Safe (1995) dir. Todd Haynes
Some of us have surely experienced a moment of superiority when we’ve seen someone walking down the street wearing a surgical mask and thought “Live a little, you hypochondriac!” Well who’s laughing now? Julianne Moore gave us an early model of that brand of heightened fear of the everyday in Safe, the second feature from acclaimed director Todd Phillips. With no apparent cause for the onset of her symptoms, Moore’s suburban housewife Carol White suddenly begins reacting violently to the presence of mundane chemicals, such as cleaning supplies and automobile exhaust. She’s driven into a deeper state of panic as no testing can reveal the source of her apparent allergies, as exemplified in one particular scene where she’s driving through a parking garage with only a vertiginous sense of control of the vehicle. The only solution? Get the hell away.

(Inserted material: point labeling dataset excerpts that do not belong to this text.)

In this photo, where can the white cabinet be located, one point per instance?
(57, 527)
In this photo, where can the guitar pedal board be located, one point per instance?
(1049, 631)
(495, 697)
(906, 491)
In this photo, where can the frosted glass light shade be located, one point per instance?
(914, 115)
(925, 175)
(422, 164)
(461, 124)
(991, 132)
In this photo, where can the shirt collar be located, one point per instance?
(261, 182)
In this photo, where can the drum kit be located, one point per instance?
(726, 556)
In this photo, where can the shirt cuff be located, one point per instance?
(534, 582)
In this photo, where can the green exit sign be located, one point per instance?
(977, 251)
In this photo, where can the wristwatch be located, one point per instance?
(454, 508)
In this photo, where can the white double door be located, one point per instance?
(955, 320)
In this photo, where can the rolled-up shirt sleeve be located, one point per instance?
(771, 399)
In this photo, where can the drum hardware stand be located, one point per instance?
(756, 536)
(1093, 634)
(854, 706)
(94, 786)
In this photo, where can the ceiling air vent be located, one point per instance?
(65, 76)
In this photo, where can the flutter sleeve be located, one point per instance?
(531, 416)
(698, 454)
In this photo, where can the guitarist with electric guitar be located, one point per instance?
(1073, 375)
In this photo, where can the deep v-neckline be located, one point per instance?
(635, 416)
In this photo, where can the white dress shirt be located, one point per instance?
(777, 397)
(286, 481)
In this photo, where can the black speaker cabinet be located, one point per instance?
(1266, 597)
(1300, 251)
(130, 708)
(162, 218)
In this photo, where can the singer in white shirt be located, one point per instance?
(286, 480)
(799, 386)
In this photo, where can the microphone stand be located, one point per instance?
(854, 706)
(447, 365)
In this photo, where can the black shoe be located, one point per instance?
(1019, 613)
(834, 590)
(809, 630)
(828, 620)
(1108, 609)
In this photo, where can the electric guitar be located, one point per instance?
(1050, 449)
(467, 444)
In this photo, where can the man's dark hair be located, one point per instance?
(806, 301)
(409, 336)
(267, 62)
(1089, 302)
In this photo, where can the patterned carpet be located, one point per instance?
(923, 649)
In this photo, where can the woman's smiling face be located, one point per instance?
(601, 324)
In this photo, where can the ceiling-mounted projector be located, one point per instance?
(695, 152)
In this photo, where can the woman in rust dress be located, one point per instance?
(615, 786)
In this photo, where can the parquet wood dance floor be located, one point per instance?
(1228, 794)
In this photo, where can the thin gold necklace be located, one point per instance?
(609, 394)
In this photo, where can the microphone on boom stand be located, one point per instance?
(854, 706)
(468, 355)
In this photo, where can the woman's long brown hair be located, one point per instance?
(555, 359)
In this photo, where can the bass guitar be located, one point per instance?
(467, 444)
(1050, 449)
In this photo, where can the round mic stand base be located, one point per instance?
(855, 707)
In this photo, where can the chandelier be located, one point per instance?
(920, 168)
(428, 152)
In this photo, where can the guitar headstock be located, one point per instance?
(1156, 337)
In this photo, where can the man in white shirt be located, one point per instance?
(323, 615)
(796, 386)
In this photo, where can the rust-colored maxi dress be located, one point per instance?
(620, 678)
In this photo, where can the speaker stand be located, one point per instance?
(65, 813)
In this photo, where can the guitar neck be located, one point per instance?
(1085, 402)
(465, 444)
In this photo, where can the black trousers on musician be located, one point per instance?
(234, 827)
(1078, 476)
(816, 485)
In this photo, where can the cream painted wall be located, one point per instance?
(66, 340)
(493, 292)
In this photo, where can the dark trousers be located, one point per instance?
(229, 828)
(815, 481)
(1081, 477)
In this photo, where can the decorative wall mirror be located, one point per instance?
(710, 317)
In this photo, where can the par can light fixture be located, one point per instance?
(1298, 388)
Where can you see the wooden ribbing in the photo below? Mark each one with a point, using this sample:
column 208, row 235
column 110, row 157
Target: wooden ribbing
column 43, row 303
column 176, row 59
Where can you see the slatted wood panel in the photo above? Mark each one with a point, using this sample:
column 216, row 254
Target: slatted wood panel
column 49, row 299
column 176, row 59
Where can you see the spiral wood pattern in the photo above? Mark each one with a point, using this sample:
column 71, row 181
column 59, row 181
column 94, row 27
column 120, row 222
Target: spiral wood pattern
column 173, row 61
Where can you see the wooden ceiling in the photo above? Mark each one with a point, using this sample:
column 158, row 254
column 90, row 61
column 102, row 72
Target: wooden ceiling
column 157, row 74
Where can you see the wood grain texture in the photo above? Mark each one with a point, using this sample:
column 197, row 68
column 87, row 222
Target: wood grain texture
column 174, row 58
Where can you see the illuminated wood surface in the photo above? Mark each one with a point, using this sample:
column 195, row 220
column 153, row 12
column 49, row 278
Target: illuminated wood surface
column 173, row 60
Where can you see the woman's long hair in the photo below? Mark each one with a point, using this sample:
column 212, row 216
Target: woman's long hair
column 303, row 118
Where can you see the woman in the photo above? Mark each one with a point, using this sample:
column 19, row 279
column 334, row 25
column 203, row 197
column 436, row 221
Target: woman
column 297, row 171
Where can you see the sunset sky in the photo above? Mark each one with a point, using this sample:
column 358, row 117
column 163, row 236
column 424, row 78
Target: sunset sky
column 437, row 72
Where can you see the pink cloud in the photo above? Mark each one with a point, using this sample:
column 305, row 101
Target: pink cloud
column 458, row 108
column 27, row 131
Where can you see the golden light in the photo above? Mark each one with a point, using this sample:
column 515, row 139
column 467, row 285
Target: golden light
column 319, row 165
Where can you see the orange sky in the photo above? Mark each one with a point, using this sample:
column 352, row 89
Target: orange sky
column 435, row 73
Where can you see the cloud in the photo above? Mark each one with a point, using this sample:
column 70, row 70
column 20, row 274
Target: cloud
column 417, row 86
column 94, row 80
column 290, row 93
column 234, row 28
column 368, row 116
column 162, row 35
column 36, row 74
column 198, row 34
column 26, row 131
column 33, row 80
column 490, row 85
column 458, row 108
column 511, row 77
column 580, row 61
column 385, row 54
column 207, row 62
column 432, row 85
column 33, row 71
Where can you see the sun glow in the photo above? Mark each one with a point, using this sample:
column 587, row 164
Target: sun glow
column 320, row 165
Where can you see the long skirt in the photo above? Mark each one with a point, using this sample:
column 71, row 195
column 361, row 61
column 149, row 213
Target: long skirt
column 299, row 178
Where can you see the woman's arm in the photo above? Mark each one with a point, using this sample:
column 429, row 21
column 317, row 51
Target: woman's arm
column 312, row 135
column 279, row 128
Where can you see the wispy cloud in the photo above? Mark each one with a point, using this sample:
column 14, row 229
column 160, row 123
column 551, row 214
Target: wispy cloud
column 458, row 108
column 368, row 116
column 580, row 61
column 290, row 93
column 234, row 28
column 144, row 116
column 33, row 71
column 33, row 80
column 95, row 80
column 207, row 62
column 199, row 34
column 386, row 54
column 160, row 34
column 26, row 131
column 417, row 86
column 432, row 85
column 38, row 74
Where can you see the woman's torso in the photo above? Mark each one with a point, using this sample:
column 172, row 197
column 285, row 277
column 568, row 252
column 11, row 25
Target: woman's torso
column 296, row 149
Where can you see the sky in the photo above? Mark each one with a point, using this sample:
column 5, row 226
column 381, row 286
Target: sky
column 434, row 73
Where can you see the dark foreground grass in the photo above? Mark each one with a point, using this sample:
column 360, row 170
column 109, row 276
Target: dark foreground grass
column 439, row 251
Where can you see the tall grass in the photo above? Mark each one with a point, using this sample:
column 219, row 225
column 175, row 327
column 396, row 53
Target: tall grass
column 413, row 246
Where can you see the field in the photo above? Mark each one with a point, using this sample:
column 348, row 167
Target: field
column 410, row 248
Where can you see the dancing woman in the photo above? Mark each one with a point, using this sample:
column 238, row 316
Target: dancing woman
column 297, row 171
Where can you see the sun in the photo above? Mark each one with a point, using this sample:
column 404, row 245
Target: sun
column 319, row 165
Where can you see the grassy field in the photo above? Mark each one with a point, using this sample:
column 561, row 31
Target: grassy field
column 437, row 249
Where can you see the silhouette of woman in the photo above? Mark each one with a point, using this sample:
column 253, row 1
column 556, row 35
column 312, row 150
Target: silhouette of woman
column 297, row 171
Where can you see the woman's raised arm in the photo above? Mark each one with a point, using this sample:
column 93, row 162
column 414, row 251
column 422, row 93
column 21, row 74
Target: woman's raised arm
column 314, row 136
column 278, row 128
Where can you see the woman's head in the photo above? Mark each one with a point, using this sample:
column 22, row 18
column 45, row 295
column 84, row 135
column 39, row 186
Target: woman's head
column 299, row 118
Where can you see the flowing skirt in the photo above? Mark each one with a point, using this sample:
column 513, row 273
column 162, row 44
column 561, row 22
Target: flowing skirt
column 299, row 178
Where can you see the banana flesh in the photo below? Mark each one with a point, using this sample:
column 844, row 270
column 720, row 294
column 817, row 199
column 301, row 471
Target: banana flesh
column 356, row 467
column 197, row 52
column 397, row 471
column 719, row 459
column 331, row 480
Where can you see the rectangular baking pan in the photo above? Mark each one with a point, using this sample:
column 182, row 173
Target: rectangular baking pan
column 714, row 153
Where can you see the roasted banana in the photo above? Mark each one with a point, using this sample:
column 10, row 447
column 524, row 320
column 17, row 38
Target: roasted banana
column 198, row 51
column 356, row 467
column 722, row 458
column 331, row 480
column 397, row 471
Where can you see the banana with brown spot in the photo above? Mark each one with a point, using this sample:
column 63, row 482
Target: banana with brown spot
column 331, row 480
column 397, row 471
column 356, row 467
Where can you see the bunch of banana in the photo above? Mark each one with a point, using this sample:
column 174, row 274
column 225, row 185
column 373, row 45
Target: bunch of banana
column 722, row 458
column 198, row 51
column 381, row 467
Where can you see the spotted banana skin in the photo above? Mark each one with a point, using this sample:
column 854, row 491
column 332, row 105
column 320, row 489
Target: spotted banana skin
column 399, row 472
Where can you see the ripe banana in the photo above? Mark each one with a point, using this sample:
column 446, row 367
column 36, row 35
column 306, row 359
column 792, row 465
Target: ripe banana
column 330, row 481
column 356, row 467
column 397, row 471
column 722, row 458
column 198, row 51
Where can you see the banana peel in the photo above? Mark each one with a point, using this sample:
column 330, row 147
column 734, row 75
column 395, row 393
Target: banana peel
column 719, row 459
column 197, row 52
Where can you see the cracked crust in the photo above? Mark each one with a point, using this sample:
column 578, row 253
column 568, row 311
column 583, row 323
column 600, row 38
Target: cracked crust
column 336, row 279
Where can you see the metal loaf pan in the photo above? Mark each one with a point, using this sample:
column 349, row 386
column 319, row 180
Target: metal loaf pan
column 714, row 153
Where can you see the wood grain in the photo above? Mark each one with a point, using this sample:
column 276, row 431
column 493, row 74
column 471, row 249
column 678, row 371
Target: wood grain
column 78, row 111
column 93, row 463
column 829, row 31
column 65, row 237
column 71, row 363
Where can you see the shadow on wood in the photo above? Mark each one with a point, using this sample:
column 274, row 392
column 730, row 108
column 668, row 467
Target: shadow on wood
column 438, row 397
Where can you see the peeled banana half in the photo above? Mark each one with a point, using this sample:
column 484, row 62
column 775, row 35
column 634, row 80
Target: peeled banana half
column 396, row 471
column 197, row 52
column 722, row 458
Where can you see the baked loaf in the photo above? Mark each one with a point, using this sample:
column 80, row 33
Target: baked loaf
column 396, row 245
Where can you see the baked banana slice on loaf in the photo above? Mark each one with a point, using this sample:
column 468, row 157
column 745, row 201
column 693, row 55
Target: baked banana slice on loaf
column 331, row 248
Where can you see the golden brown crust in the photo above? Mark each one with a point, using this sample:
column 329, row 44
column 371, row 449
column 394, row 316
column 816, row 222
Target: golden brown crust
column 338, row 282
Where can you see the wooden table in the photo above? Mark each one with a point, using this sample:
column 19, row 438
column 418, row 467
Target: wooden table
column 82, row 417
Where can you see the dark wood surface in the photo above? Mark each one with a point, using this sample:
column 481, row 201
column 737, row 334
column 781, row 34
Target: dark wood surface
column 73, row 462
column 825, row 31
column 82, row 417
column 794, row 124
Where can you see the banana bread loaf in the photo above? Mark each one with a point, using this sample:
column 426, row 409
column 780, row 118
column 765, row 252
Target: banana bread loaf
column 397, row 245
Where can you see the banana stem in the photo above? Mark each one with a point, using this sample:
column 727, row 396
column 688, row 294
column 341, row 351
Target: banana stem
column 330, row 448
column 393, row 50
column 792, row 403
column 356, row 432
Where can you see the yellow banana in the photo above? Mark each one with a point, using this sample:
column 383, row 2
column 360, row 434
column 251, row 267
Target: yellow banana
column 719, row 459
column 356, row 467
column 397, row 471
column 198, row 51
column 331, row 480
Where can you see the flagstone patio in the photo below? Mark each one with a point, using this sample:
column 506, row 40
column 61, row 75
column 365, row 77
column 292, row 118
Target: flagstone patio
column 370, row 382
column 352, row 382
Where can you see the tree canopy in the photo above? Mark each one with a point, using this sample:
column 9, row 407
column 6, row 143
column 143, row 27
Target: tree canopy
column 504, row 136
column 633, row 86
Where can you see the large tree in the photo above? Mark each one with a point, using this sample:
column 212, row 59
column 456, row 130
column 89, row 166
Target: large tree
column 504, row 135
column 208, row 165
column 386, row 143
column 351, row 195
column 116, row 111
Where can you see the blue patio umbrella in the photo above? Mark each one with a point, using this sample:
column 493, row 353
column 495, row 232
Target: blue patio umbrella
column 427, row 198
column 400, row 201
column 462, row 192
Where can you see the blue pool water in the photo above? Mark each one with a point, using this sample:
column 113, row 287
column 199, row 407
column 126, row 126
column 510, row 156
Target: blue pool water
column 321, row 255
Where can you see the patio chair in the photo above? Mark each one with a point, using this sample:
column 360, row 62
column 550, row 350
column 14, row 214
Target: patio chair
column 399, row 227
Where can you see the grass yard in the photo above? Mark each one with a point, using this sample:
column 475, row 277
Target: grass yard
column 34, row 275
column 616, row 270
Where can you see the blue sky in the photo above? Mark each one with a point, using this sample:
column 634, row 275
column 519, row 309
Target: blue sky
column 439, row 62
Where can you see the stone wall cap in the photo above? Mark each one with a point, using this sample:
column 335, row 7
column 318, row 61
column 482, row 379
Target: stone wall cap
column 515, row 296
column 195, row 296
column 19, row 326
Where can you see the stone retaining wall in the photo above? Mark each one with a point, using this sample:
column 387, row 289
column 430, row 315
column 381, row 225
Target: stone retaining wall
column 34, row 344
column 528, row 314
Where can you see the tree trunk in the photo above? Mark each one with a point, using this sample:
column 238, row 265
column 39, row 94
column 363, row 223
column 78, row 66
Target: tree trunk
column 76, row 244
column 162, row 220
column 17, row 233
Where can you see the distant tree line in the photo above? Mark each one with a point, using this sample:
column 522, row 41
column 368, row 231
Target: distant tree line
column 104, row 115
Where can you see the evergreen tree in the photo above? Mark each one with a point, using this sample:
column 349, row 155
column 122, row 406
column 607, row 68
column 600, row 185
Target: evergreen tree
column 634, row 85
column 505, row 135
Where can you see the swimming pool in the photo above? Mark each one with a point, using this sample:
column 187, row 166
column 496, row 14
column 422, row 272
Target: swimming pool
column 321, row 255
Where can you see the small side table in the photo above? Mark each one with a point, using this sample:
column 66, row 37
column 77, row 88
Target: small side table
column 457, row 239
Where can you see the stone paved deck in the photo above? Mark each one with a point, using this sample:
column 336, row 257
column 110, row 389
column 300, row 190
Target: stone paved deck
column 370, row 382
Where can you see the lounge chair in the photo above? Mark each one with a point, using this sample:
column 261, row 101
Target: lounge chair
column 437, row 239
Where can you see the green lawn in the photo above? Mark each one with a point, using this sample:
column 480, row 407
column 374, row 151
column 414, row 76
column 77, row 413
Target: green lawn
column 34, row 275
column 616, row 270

Take Shelter (2011) dir. Jeff Nichols
Been hoarding a little toilet paper lately? Well at least you didn’t sink your family into serious debt or get fired from your construction job for borrowing equipment from work to build a fallout shelter under your rural farm. (Or maybe you did; I don’t know you.) That’s the plight of Michael Shannon’s character in Take Shelter, an examination of the mental illness that can derive from the paranoia of the unknown. Shannon, who is starting to seem typecast in these types of roles (see the aforementioned Bug), doesn’t know exactly what’s on the horizon, but promises everyone at a community dinner that “There’s a storm coming!” Whether that’s a literal storm, a figurative storm, or a storm inside his own brain, the only way to get away is to build that shelter and, well, take it. A lot of us can relate right about now.